The week before my period should not be considered normal circumstances. During this week, my dreams are vivid and wild. They are cinematic but also make no sense. Rapid hormonal fluctuations are equivalent to tripping on acid. Or what I believe it would be like to trip on acid. I do not know. I did want to try this at some point, but TV has convinced me the fentanyl is in everything and this will kill me. At some point in the night, I get hot and throw off all the blankets only to start shivering two minutes later. I’ll pull the covers back on and in an hour I will wake up because my neck is sweaty. MY NECK. A part of my body that is not even really covered with blankets. Is sweating.
Finding ways to improve your time spent sleeping, and the quality of that sleep, can go a long way toward helping you stay sharp and fend off dementia, Dr. Feldman said. -Mohana Ravindranath, NY Times
I wonder what my odds are of fending off dementia if I do everything on their list but this one. Because what I’m gathering from the lore of women passed around the witches cauldron on full moon nights is that what is happening to my body in regards to sleep is normal or at least not a unique experience. If anything, these are mild conditions compared to some women's experience. The third witch to the right of the cauldron tells me that I am damn fortunate that my sleeping experiences are not worse. And I will agree with her. I am sleeping and I feel like the times in the night when I am sleeping are quality sleep moments. Just, according to neurologists, I need more of those moments.
Ugh. Really?!?
The Cabbage and I were having a great discussion on tampons and menstrual flow last weekend. They were complaining about how rough their periods were and how they’re still a bit random. I told them about my nineteen year old self and birth control pills and how modern medicine smoothed out those menstrual wrinkles. Then I told them how they will have years of ‘regular’ cycles and this will lull them into a false sense of reality. Because eventually you will go right back to rough and random. You will look back fondly on all of those years when you could predict to the very hour when the first drop of blood of the month will hit the pad. Those restless nights will come from daily life worries instead of rapidly fluctuating hormones. I tried to end on a positive note, something like it’s great!

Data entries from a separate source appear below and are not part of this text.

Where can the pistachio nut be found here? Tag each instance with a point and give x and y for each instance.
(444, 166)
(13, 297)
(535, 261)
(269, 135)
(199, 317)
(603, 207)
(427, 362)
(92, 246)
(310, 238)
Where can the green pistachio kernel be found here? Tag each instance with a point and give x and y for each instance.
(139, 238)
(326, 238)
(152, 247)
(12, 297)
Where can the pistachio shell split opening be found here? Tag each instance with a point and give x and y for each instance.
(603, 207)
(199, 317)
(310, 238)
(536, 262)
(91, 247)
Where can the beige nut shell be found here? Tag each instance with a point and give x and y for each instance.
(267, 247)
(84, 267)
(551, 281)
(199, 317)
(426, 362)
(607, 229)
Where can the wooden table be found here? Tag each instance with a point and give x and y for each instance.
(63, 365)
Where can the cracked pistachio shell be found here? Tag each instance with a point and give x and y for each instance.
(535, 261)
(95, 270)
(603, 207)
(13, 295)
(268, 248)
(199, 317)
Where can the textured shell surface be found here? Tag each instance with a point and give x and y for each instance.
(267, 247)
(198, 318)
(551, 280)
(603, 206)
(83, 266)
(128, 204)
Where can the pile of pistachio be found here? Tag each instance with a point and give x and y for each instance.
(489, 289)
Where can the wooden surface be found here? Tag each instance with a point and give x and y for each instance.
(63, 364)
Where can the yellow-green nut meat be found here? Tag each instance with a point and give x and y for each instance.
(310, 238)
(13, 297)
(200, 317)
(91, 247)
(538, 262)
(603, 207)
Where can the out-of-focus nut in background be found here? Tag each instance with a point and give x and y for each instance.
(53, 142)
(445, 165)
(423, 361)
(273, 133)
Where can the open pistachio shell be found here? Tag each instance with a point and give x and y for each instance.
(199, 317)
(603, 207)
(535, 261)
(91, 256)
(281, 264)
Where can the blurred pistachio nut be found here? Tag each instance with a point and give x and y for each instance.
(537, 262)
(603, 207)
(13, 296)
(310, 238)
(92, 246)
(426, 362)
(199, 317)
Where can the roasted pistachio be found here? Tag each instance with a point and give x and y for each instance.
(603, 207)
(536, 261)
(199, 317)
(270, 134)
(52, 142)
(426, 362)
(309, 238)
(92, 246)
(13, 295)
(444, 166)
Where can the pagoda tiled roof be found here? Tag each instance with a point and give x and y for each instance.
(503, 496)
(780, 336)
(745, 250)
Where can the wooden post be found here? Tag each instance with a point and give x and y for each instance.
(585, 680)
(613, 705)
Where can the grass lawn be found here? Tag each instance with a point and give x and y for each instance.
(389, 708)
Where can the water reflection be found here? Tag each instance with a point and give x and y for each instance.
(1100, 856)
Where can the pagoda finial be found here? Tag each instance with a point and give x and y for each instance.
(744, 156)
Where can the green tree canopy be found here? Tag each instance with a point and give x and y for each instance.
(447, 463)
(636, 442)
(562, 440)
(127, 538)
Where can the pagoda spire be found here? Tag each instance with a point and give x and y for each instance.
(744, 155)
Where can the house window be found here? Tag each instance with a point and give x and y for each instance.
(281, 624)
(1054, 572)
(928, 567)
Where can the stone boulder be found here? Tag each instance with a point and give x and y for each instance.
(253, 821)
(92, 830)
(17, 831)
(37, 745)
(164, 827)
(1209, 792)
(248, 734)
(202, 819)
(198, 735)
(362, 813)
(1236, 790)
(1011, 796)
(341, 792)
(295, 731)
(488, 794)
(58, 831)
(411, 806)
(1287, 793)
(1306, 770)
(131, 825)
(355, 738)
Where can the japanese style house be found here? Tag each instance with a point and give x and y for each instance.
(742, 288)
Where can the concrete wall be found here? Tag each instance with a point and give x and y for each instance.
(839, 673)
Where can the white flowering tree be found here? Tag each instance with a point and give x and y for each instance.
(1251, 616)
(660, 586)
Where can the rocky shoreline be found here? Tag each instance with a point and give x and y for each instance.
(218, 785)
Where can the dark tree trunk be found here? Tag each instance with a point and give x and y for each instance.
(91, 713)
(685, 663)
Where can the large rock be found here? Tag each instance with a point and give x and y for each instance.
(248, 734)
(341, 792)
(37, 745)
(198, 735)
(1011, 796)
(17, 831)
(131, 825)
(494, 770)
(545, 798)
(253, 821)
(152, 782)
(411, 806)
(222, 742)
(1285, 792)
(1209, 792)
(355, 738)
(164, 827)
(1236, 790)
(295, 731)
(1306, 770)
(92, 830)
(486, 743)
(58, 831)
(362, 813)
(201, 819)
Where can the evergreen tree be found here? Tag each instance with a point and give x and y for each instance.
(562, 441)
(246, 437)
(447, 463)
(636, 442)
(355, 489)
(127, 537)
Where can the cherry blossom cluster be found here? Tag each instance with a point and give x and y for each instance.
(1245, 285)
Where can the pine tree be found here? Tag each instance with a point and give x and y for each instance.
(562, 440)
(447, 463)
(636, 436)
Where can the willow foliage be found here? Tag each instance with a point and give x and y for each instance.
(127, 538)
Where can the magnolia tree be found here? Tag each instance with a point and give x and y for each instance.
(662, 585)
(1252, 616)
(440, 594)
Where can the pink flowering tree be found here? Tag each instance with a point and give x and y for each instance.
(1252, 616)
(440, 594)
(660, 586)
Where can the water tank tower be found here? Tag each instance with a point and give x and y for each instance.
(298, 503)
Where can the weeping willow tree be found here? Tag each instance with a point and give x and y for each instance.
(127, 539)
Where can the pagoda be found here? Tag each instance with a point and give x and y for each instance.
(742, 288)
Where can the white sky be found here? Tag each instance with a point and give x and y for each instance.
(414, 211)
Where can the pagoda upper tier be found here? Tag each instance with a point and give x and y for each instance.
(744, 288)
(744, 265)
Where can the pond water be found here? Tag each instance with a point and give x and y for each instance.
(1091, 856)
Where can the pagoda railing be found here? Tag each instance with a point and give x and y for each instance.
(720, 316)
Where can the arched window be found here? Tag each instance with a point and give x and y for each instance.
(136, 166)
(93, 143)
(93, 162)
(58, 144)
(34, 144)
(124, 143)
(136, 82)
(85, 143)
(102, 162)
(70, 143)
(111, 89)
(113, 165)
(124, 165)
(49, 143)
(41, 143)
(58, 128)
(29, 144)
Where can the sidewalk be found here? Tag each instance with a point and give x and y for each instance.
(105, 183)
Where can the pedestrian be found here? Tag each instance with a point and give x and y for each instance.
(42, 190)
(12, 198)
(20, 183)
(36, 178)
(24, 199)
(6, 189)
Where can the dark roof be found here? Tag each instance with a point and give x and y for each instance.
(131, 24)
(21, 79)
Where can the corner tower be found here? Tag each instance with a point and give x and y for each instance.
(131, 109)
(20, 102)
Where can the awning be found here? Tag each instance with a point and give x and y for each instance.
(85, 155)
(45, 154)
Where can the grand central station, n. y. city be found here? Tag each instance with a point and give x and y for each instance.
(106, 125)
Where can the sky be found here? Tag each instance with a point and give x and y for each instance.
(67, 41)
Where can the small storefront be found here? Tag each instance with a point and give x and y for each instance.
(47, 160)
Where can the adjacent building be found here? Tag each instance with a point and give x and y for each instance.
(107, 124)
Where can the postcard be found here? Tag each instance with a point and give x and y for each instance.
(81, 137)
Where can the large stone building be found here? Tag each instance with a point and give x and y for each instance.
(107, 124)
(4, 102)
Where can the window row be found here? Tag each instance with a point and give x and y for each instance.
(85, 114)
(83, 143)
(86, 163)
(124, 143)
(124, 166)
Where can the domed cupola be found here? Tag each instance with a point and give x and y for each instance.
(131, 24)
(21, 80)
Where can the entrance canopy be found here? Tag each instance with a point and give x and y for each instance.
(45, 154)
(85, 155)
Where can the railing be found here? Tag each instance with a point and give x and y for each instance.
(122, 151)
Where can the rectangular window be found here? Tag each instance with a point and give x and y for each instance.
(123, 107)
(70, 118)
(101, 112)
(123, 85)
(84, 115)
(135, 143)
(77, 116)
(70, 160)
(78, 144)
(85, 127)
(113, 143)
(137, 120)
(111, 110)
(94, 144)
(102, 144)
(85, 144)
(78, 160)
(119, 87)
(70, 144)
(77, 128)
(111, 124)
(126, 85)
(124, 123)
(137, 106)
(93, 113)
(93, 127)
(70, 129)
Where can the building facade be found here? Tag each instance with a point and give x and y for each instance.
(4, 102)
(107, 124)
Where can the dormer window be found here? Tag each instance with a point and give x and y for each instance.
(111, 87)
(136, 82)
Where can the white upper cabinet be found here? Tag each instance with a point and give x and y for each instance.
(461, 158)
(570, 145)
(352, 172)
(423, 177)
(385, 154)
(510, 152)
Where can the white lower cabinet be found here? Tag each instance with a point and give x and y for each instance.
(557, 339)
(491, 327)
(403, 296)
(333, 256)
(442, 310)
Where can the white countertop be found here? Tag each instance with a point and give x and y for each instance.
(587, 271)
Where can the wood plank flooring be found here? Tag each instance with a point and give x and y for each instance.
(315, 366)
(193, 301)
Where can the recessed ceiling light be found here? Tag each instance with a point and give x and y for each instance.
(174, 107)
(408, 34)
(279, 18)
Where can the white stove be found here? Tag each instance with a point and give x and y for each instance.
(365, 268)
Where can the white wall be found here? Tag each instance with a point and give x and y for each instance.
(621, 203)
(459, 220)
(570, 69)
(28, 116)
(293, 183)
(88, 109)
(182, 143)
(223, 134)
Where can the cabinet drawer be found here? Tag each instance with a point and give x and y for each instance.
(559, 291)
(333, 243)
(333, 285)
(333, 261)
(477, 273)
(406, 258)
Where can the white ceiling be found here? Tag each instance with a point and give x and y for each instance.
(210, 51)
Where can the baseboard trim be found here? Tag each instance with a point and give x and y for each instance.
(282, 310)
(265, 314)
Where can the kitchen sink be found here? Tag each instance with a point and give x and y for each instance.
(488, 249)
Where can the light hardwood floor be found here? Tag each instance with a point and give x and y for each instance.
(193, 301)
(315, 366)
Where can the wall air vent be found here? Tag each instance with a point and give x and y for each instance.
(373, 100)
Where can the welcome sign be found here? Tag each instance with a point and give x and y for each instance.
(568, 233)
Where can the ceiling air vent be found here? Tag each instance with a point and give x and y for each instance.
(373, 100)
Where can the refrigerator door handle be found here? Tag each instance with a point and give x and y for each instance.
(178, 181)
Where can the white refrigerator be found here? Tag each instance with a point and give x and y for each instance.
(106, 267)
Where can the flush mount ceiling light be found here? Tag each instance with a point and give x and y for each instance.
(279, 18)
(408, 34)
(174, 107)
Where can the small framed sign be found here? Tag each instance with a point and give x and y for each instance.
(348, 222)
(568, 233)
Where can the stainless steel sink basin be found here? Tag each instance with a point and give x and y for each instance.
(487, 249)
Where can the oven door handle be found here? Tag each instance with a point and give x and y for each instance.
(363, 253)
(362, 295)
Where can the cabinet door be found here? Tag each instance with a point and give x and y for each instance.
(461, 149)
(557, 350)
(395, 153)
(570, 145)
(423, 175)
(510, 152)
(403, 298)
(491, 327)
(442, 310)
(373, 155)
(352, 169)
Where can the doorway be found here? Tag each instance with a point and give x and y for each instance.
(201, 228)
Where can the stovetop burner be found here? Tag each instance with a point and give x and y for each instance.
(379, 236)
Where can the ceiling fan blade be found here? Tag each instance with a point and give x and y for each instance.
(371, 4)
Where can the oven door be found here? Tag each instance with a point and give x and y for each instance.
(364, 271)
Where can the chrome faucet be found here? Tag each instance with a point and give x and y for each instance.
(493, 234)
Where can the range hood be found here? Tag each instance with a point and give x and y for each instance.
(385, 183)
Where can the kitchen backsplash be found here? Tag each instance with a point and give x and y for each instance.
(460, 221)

You’ll be alive to tell the tale and continue passing around the lore of women.
But honest to a god, human bodies are just weird. Actually body weirdness is not limited to humans. I see enough at work to know that structures involved in living any life are just bizarro. Some time maybe I’ll tell you about baby coral and their mucus cells or how I know so much about the planarian manus. Biological life is interesting. We are gross in an interesting way. But I guess the most important takeaway of this ramble is to be a regular flosser of your teeth (not the dance move), always wear a helmet, mask up on smog days, eat your veggies, be little a bit of a social butterfly, take a walk and sit on the floor, have your eyes checked out, make sure you’re getting enough oxygen to your brain.
And if you do all those things, maybe you can wear yourself out enough to sleep well at night.